Font of Every Blessing

Awhile back my Australian composer friend Andrian Pertout – I should say, one of my multitudinous Australian composer friends – e-mailed me a font for Ben Johnston’s microtonal pitch notation. I’m not very good at this kind of technological challenge, and we had been down this road before, so I filed it away to deal with later. But being in between compositions this week and without any particular idea in my head, I tried it out and got it to work! What this means is that now, for the first time, I can notate my microtonal music on the computer with the correct notation. Until now, all my microtonal pieces have had to be hand-written scores, or else with some jerry-rigged notation showing cents sharp or flat, and so on. But I got inspired – or rather, remained uninspired, and thus in need of some mind-numbing busywork project – and renotated my piece The Day Revisited in Ben’s beautiful notation. I’m very excited about it.

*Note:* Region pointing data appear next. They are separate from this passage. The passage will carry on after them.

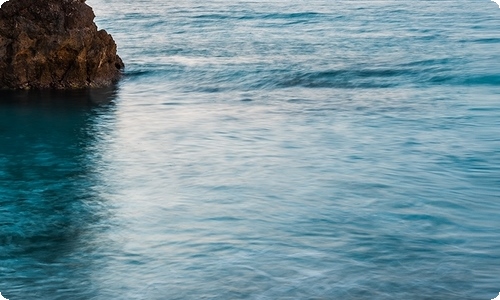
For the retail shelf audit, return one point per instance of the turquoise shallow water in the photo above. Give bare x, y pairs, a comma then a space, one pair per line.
264, 150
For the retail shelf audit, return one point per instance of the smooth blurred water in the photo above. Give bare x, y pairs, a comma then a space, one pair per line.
264, 150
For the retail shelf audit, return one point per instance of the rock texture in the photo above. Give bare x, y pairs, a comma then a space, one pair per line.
54, 44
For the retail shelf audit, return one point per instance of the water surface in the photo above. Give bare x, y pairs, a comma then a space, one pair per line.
264, 150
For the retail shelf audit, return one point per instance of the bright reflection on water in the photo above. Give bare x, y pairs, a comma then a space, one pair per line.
263, 150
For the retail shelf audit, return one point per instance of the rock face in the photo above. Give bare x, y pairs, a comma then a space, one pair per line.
54, 44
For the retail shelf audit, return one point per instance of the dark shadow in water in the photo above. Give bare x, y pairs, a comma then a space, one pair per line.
52, 212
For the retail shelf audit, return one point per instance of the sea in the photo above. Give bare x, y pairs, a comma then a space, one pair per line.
277, 149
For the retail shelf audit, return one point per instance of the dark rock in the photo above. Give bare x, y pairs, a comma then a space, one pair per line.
54, 44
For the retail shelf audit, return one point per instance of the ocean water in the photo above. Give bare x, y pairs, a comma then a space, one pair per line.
264, 150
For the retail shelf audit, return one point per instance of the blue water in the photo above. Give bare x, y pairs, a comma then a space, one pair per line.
264, 150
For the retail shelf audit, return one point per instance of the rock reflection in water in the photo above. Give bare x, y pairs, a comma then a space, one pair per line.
51, 214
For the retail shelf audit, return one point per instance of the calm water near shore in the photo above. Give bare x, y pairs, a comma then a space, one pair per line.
264, 150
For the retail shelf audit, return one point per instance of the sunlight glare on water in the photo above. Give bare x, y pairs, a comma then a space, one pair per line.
263, 150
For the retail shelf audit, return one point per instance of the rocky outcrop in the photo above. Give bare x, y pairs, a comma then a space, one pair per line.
54, 44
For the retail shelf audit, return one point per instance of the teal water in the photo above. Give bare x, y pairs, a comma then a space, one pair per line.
264, 150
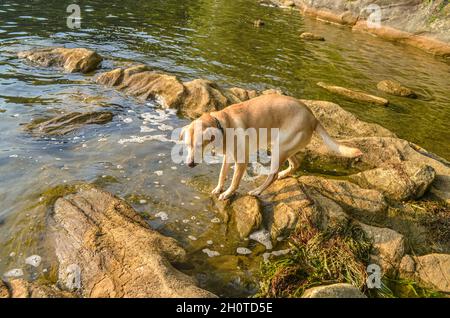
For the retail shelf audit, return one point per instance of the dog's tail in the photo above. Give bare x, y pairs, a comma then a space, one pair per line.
336, 147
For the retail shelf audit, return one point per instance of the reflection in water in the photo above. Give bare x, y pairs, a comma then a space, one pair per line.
192, 39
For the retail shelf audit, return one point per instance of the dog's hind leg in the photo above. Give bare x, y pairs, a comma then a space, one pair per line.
274, 168
294, 164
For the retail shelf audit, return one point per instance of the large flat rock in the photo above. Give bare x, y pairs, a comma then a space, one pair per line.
105, 249
71, 59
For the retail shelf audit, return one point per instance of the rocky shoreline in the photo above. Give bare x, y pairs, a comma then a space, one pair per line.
421, 24
105, 249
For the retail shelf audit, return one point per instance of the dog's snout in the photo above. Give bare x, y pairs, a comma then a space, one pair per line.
191, 164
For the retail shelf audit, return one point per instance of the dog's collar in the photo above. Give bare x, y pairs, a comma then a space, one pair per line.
219, 125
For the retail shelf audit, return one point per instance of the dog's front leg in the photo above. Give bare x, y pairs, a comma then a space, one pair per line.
222, 176
239, 170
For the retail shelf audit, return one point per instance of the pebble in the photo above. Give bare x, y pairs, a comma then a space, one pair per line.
33, 260
16, 272
215, 220
162, 215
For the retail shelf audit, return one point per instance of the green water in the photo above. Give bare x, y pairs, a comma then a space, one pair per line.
212, 39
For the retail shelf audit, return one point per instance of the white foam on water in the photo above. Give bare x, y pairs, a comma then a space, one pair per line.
16, 272
243, 251
145, 129
210, 253
215, 220
142, 139
33, 260
165, 127
263, 237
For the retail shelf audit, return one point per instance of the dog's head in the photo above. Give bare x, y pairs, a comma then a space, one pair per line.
197, 136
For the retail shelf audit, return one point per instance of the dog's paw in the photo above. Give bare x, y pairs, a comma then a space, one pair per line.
217, 190
254, 193
227, 194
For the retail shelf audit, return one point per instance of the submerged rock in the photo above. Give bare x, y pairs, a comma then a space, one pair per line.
205, 96
33, 260
259, 23
311, 37
341, 290
105, 249
4, 291
142, 82
354, 95
71, 59
362, 202
20, 288
67, 123
191, 98
395, 88
398, 182
388, 246
285, 220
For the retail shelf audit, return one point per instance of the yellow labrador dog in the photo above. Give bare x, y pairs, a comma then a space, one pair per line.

It took me something like 14 hours to place all the accidentals in a 13-minute quintet. You can see a sample here:


And if you want, you can download the entire score here. The little sevens in Ben’s notation lower notes to make them 7th harmonics, and the upside-down sevens raise them the same amount. The upward arrows (which I hope you can see at least on the PDF; they’re undeniably faint here) raise a pitch a quarter-tone to make it an 11th harmonic, and down-arrows lower the same amount. The pluses correct for the syntonic comma, and if that’s Greek to you, well, sonny, you’ll understand when you get older. But enough about that. The important thing is that now I have a downloadable copy of The Day Revisited which, even if you don’t understand the notation, reveals much more about how the piece works than the old cents-sharp-or-flat score does. And if it took 14 hours, that’s a shorter job, and a less exhausting one, than it would have been to copy the score by hand, which I once assayed to do and gave up.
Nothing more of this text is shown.